What the authors call a “verbal snapshot,” this is just an observation, without any judgment.


  • “I noticed you’re using lots of different colors in your new drawing.”

  • “I can tell that you’re feeling frustrated.”


  • If your children aren’t used to this type of recognition, they’ll often resist or test boundaries. Keep it up!

  • Do not use this when a child is doing something wrong, like “I see that you are hitting your sister.” This adds energy and attention to the behavior.

  • Be specific. Parents tend to use phrases like “Good job” and “Thank you!” regularly without specifying what was good.

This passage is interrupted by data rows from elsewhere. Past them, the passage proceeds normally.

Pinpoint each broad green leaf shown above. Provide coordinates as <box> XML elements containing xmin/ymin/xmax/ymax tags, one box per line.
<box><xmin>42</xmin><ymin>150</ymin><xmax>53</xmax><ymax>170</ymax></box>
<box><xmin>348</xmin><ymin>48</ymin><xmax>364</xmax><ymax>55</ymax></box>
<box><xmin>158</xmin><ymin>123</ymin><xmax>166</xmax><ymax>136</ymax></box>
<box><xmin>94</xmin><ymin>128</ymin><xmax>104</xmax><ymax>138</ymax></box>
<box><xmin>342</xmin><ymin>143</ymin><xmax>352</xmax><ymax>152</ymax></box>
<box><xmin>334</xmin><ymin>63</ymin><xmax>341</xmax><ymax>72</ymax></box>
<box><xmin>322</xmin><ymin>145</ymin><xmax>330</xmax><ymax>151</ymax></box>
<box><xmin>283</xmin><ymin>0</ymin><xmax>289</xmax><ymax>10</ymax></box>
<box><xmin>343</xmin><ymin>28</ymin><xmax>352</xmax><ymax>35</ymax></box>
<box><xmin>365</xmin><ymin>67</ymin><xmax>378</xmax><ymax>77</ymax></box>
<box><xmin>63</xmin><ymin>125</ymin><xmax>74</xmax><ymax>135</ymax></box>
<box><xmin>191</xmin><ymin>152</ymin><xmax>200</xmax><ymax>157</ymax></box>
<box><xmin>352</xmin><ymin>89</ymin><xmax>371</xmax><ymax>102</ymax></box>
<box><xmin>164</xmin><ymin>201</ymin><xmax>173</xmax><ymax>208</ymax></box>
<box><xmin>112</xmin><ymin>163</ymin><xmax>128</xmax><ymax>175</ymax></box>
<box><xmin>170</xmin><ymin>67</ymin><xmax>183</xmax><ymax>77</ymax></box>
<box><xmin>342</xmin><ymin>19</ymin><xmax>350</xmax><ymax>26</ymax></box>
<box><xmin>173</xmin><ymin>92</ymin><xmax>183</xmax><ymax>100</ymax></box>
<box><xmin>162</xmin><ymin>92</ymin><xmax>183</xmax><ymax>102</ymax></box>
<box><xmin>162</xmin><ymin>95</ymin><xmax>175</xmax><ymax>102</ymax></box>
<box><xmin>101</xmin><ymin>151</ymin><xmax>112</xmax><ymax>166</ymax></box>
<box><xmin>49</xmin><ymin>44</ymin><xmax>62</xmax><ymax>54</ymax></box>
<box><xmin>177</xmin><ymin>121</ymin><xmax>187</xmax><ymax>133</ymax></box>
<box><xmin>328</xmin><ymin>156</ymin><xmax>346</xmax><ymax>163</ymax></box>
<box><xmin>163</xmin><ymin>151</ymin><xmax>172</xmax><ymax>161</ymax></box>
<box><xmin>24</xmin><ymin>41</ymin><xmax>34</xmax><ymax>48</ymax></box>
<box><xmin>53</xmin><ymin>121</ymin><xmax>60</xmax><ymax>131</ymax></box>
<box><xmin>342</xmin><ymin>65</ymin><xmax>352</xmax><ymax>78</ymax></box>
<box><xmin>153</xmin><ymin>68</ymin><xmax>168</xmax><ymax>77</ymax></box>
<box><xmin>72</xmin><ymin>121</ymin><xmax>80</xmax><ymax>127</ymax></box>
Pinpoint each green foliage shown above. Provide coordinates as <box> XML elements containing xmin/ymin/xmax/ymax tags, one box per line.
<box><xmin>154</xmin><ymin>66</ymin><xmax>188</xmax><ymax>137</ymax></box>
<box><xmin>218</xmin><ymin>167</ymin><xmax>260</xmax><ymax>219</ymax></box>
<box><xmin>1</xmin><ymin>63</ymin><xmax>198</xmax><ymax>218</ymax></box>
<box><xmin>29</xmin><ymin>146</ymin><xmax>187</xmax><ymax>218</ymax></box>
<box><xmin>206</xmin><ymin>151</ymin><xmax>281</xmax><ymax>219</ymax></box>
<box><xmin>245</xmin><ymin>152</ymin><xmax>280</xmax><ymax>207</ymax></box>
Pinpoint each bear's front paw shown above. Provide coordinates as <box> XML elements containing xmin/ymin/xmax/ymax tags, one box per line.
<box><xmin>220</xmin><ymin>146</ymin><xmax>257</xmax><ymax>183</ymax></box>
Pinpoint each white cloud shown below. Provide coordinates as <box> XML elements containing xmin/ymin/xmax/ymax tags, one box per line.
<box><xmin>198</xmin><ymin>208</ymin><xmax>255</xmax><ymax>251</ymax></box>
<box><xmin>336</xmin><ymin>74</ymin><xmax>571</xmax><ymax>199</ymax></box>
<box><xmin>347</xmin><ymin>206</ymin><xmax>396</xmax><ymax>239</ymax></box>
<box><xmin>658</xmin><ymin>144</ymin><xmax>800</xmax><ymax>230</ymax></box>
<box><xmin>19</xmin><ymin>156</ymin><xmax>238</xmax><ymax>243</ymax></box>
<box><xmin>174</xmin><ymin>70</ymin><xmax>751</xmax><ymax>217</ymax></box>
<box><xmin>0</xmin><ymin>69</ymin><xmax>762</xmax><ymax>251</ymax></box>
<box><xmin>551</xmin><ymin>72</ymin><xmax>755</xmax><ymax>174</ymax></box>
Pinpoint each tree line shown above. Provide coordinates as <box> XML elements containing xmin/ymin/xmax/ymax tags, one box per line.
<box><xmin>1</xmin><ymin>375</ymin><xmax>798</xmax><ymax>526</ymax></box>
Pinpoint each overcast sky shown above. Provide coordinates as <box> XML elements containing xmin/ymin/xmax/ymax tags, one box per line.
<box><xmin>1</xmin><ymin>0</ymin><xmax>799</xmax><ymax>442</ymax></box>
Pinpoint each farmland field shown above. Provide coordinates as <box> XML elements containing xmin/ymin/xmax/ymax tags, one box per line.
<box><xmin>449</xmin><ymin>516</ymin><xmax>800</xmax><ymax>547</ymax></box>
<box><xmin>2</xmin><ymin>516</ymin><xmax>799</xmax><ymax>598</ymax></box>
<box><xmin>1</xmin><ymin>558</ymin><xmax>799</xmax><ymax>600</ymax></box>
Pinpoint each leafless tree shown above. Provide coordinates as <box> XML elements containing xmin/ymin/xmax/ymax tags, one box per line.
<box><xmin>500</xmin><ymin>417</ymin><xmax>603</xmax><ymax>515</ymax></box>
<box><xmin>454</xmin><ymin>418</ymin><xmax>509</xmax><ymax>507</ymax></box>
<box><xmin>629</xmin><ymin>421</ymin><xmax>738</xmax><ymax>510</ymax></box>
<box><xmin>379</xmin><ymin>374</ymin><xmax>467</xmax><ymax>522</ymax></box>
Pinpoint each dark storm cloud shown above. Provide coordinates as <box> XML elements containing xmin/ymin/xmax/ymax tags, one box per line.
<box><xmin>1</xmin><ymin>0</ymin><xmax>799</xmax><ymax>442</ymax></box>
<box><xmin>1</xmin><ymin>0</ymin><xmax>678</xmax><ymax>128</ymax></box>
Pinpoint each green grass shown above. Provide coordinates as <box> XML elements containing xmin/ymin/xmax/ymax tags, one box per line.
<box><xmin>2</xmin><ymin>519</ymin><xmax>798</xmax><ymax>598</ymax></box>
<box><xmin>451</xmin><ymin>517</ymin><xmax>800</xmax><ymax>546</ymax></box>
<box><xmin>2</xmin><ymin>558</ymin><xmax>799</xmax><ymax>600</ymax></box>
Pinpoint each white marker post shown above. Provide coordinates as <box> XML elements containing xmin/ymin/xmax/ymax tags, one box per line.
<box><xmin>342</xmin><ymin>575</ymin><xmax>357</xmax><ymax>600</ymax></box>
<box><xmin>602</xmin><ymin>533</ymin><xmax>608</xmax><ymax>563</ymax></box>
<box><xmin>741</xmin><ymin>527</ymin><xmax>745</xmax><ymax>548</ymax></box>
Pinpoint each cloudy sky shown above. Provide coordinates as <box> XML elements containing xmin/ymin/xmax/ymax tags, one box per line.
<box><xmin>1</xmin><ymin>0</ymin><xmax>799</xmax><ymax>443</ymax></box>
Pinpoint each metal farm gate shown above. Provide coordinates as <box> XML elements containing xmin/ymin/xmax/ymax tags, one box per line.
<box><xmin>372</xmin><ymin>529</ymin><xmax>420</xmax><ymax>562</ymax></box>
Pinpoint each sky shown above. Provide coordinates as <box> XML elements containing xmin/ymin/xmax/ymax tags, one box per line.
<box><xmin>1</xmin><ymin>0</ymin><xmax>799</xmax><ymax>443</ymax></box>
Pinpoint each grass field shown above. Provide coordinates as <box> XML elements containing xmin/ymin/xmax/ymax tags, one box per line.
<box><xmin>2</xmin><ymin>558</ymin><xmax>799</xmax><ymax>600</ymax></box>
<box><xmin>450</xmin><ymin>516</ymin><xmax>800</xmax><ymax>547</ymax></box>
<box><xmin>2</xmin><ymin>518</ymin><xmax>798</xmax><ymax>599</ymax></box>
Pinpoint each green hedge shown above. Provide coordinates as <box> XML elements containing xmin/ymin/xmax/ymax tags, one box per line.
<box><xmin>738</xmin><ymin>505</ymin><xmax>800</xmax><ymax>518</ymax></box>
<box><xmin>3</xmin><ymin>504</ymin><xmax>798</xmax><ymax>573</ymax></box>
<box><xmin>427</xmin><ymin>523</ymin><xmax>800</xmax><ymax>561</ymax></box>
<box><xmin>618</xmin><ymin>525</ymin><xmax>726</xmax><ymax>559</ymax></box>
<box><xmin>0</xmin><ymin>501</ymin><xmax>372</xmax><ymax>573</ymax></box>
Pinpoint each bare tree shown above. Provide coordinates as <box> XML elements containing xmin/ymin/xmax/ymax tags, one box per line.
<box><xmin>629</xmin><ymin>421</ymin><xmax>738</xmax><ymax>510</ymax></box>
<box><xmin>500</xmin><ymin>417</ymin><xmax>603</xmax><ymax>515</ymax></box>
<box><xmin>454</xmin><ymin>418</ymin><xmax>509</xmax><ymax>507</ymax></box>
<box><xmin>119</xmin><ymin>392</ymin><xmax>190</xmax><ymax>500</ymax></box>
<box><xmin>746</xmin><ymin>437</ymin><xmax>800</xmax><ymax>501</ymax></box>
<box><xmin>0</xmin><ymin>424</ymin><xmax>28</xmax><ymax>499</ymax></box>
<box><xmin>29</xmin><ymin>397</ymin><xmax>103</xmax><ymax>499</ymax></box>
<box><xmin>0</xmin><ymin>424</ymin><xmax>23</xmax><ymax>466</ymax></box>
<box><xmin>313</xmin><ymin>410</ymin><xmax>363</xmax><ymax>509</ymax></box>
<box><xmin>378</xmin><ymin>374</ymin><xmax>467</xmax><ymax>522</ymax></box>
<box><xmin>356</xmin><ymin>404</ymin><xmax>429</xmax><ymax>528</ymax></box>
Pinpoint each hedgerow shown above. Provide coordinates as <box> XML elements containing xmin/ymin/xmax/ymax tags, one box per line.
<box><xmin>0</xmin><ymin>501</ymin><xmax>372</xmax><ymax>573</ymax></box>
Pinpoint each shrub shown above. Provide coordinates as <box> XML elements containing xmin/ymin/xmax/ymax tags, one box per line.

Include details about what they were doing to show them that they are “seen, acknowledged, and appreciated” (p. 42).

Experiential Recognition

Here parents add to the observation to include what positive traits the child is demonstrating.


  • “I noticed that you’re playing well together by sharing the crayons.”

  • “I can see that you’re upset at your friend but that you used your words and walked away instead of hitting him.”


  • Children need to be taught what it means to “play nicely” or “be respectful.” If you include these phrases, add specifically how they’re doing it.

  • “Create a positive picture for the child of an event that is either presently unfolding or that has happened recently.” (p. 46)

Proactive Recognition

This step is about finding a time when the child could be breaking a rule but is choosing not to.


  • “‘I want you to know how much I appreciate you being so gentle with … [your] pet. You are showing that you can really be trusted with the feelings of others.” (p. 52)

  • “I see that you could be throwing your toys, but you’re putting them back neatly instead. This shows how helpful and responsible you are.”

  • “I like that you’re not teasing the other children … That’s a great way to be a friend.” (p. 52)


  • For this to work, the rules must be specific and clear. For example, try “No name calling” instead of “Be kind.”

  • As the caregivers, we should know the rules perfectly, but it’s fine for the children to learn as they go.

  • There’s no such thing as too much praise!

Creative Recognition

This type of recognition, which builds on the other three, is especially for children who are more intense and disruptive. The goal is to “engineer successes that would otherwise not happen.” (p. 53)


  • “I need you to sit down,” followed by, “I see that you’re sitting down like I asked. That shows how cooperative and helpful you’re being.”

  • “Put your clothes away.” Then, as the child walks toward the closet, even if he or she may not intend to put the clothes away, “I see that you’re starting to walk to the closet to put your clothes away. I appreciate that you’re starting to do as I asked. Very helpful!”


  • Avoid framing the instructions as an ask and avoid “please.” They should be direct.

  • Focus on the moment. Even if the children don’t follow the instructions for the rest of the day, celebrate when they do, and don’t mention the past.

Praise is an essential part of the Nurtured Heart Approach. It may take some time to get used to, but parents find that it can drastically change their children’s behavior. Most importantly, though, we “reflect their goodness, wholeness, and worthiness with celebration in this moment” (p. 39). This leads not just to improved behavior but building the “inner wealth,” which improves their views of themselves, and as the authors explain, helps them to “use good judgment, make good choices, … think of the future, cope with adversity, take risks, and find courage and love” (p. 18).